Outre son activité nationale qui se manifestait par la publication de nombreux ouvrages (citons notamment Jean Moulin l’unificateur en 1964, Vichy 1940 en 1966, Pétain, Laval, Darlan, trois politiques ? en 1972, Paris allemand en 1981, Paris résistant en 1982), , Henri Michel occupa des responsabilités internationales, notamment comme président du Comité international d’histoire de la Deuxième Guerre mondiale (1970-1985). Ce rayonnement se manifesta notamment lors de la publication de La seconde guerre mondiale.
A sa retraite, ayant quitté le Comité d’histoire de la Deuxième Guerre mondiale, remplacé, en décembre 1980, contre son avis, par l’Institut d’histoire du temps présent, Henri Michel fonda et dirigea l’Institut d’histoire des conflits contemporains à partir de cette date.
Marié en mars 1934 à Toulon avec la fille d’un représentant de commerce, Henri Michel était père de trois enfants.

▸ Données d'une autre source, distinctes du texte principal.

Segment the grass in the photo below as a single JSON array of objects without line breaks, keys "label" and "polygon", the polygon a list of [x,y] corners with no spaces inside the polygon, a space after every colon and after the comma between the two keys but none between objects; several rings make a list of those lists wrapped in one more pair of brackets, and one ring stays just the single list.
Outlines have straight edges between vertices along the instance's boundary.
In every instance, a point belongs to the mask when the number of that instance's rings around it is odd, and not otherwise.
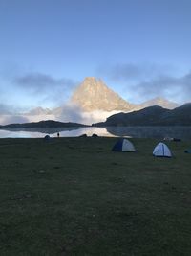
[{"label": "grass", "polygon": [[191,255],[191,142],[0,140],[0,255]]}]

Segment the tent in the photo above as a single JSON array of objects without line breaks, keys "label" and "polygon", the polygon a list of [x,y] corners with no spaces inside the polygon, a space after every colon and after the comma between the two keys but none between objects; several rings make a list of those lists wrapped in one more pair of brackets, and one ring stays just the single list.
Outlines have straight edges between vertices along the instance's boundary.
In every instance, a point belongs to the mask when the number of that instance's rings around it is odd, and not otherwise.
[{"label": "tent", "polygon": [[153,151],[154,156],[172,157],[172,153],[166,144],[159,142]]},{"label": "tent", "polygon": [[45,135],[45,136],[44,136],[44,140],[45,140],[45,141],[49,141],[50,139],[51,139],[51,137],[50,137],[49,135]]},{"label": "tent", "polygon": [[113,147],[113,151],[136,151],[134,145],[127,139],[119,139]]}]

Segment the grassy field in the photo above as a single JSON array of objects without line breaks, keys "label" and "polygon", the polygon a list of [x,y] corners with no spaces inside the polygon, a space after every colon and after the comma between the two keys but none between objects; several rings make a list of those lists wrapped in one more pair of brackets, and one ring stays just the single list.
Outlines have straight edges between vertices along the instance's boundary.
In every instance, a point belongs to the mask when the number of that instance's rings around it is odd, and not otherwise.
[{"label": "grassy field", "polygon": [[0,255],[191,255],[191,142],[0,140]]}]

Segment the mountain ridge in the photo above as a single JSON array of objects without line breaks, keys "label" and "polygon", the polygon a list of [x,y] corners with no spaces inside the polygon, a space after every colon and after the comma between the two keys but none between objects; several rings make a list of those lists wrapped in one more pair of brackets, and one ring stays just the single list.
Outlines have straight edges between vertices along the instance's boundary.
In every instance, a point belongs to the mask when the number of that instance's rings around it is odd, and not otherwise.
[{"label": "mountain ridge", "polygon": [[93,126],[191,126],[191,104],[175,109],[154,105],[130,113],[121,112],[108,117],[105,122],[93,124]]}]

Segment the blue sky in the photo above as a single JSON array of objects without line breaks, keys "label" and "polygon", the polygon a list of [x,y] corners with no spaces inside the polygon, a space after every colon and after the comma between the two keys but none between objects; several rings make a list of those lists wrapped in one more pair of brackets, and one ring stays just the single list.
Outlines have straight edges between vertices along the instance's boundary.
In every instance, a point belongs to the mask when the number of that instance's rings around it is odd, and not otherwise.
[{"label": "blue sky", "polygon": [[0,0],[0,108],[54,107],[87,76],[140,103],[191,95],[190,0]]}]

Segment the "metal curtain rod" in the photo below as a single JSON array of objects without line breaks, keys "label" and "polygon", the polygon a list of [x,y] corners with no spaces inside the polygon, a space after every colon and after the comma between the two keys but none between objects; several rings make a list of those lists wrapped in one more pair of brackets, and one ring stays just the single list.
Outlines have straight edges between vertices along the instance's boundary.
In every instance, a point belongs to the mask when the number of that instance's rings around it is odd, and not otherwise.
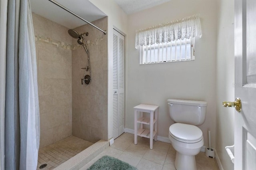
[{"label": "metal curtain rod", "polygon": [[100,28],[98,28],[97,26],[96,26],[93,25],[90,22],[86,21],[86,20],[85,20],[85,19],[84,19],[84,18],[82,18],[81,17],[80,17],[79,15],[77,15],[77,14],[74,13],[74,12],[73,12],[72,11],[70,11],[65,6],[63,6],[63,5],[61,5],[61,4],[60,4],[58,3],[56,1],[54,1],[54,0],[48,0],[49,1],[51,2],[52,2],[53,3],[55,4],[55,5],[57,5],[58,6],[59,6],[61,8],[62,8],[64,10],[74,15],[75,16],[76,16],[76,17],[82,20],[83,21],[84,21],[85,22],[87,23],[88,24],[89,24],[91,26],[92,26],[93,27],[94,27],[96,28],[97,29],[99,30],[100,31],[101,31],[102,32],[103,32],[103,33],[104,33],[104,34],[106,35],[106,34],[107,34],[107,31],[103,31]]}]

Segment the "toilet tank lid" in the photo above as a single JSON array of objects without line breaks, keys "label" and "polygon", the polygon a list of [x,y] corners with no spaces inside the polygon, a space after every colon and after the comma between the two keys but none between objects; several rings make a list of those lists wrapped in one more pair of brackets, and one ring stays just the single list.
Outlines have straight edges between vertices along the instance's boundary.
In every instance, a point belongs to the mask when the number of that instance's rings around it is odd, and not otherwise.
[{"label": "toilet tank lid", "polygon": [[169,99],[167,100],[168,103],[179,104],[180,105],[191,105],[192,106],[206,106],[207,103],[204,101],[197,101],[195,100],[180,100]]}]

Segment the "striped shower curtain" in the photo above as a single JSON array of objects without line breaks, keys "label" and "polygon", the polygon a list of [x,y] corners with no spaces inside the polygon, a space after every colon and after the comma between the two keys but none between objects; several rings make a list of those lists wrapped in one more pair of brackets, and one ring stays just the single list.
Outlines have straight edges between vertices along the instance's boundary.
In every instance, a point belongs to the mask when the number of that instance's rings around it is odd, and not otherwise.
[{"label": "striped shower curtain", "polygon": [[0,169],[36,170],[40,121],[30,2],[0,4]]}]

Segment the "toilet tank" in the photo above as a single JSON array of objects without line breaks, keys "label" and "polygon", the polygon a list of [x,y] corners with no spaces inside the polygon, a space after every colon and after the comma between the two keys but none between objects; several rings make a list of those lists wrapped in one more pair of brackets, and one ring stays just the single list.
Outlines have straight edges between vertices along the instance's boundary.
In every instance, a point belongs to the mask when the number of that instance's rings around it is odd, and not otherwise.
[{"label": "toilet tank", "polygon": [[205,101],[169,99],[167,100],[171,119],[176,123],[195,126],[205,121],[207,103]]}]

Après son décès, la municipalité de Vidauban donna son nom à un groupe scolaire et participa à la publication de ses souvenirs d’enfance, édition établie par Jean-Marie Guillon, avec la collaboration d’Alain Droguet, sous le titre Une enfance provençale au temps de la Première Guerre mondiale. Vidauban dans la mémoire d’un historien, Forcalquier, C’est-à-dire éditions, 2012.
Par Jacques Girault
SOURCES : Arch. Nat. 72 AJ, papiers H. Michel. — Arch. Dép. Var, 18 M 43. — Arch. Jean Charlot (Centre d’histoire sociale du XXeme siècle). — Arch. OURS, fédération du Var. — Arch. Ch. Sandro. — Jean-Marie D’Hoop, nécrologie dans Historiens et Géographes (juillet 1986). — Henry Rousso « Henri Michel », Universalia 1987.— Renseignements communiqués par l’intéressé et par sa veuve. — Notes de Jean-Marie Guillon. — Le Comité d’histoire de la ville de Paris lui a consacré une table ronde le 7 décembre 2009 : « Henri Michel (1907-1986). Le Républicain. Le Résistant. L’Historien », Mémorial Leclerc-Musée Jean Moulin.